Il y a plus de salariés au smic dans les très petites entreprises (TPE). Pour ce qui est du salaire de base, on constate que plus l’effectif de l’entreprise est faible, plus le nombre de salariés rémunérés au smic est élevé. C’est le cas de 36 % d’entre eux dans les entreprises qui n’ont qu’un salarié et de 23 % dans les entreprises de 3 à 5 salariés.

En comparaison, 9 % des salariés des entreprises de 20 à 49 salariés sont au smic.

Ce que dit le droit

Concernant le montant de salaire, la seule obligation légale qui s’impose est celle du respect du smic (lire notre article sur le salaire) et des éventuels minima plus favorables, fixés par les conventions de branche ou d’entreprise.
Une négociation sur les salaires effectifs est en principe obligatoire tous les ans (article L.2242-1 du code du travail) dès qu’il existe une section syndicale dans l’entreprise (pas de conditions d’effectifs en principe).

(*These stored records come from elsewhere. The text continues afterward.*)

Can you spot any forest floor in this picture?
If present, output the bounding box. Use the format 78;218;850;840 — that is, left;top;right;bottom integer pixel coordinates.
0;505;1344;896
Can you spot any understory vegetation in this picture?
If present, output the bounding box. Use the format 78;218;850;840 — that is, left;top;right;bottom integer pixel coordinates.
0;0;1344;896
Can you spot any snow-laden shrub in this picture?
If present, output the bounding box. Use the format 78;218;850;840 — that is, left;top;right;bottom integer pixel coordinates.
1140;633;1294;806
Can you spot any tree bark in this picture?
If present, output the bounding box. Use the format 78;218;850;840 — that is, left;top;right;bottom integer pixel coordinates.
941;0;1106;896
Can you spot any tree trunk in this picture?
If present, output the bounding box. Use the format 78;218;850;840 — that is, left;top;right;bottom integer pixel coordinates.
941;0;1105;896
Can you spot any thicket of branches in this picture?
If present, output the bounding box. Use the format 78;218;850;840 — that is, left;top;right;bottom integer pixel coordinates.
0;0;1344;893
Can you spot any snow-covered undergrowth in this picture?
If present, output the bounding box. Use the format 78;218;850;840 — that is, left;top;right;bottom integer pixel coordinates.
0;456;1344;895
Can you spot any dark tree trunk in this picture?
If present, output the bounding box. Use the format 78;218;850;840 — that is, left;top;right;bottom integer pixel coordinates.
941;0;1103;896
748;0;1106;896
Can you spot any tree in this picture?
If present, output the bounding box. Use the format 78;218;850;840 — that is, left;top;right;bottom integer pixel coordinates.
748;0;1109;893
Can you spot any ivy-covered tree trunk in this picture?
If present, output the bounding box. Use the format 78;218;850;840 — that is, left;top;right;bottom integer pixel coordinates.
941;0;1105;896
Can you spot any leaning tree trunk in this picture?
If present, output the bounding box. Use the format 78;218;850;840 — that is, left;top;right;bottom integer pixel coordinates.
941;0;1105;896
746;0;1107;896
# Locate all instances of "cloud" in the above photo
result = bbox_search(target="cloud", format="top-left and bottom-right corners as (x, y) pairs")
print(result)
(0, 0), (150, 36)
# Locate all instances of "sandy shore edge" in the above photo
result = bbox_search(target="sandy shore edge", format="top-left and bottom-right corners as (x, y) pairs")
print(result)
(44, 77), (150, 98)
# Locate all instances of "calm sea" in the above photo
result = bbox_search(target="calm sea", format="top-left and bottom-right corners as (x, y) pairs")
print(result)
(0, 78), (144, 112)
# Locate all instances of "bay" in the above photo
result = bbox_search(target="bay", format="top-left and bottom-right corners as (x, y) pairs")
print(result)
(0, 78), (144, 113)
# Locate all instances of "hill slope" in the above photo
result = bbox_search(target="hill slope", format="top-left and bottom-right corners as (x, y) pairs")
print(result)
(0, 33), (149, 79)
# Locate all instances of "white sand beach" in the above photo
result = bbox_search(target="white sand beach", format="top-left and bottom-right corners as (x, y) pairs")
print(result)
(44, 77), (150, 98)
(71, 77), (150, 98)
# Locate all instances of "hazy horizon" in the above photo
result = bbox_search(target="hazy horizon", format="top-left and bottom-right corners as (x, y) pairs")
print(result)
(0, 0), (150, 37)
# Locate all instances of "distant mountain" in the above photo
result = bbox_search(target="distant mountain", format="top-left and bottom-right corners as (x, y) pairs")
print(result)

Cette NAO (négociation annuelle obligatoire) permet de faire le point sur les montants de salaires, les grilles de classification, l’égalité salariale entre hommes et femmes, etc. Cependant, de fait, la négociation salariale, au sein d’entreprises (petites) dépourvues de représentant syndical ou de délégué du personnel, est rarissime. Les salariés des TPE ne peuvent donc compter que les négociations salariales de branche pour augmenter leurs rémunérations. Les accords de branches sur les salaires s’appliquent (une fois étendus) à toutes les entreprises qui se trouvent dans la branche concernée, peu importe la taille. C’est donc surtout à ce niveau (branches) que les organisations syndicales, et notamment la CFDT, peuvent agir sur le pouvoir d’achat des salariés des petites entreprises.

Ce qu’a obtenu la CFDT

Dans l’animation et le sport, composés très majoritairement de petites, ou de très petites entreprises (38 % des entreprises du sport ont un seul salarié), l’augmentation des salaires conventionnels s’est appliquée à tous les salariés, en 2011, chaque salarié a eu une augmentation comprise entre 21 et 45 € selon sa catégorie professionnelle.

Dans la poissonnerie, les salaires ont progressé, notamment le plus bas qui est passé à 1 507,57 € pour 151,67 heures/mois, soit 109,20 € de pouvoir d’achat supplémentaire comparé au smic.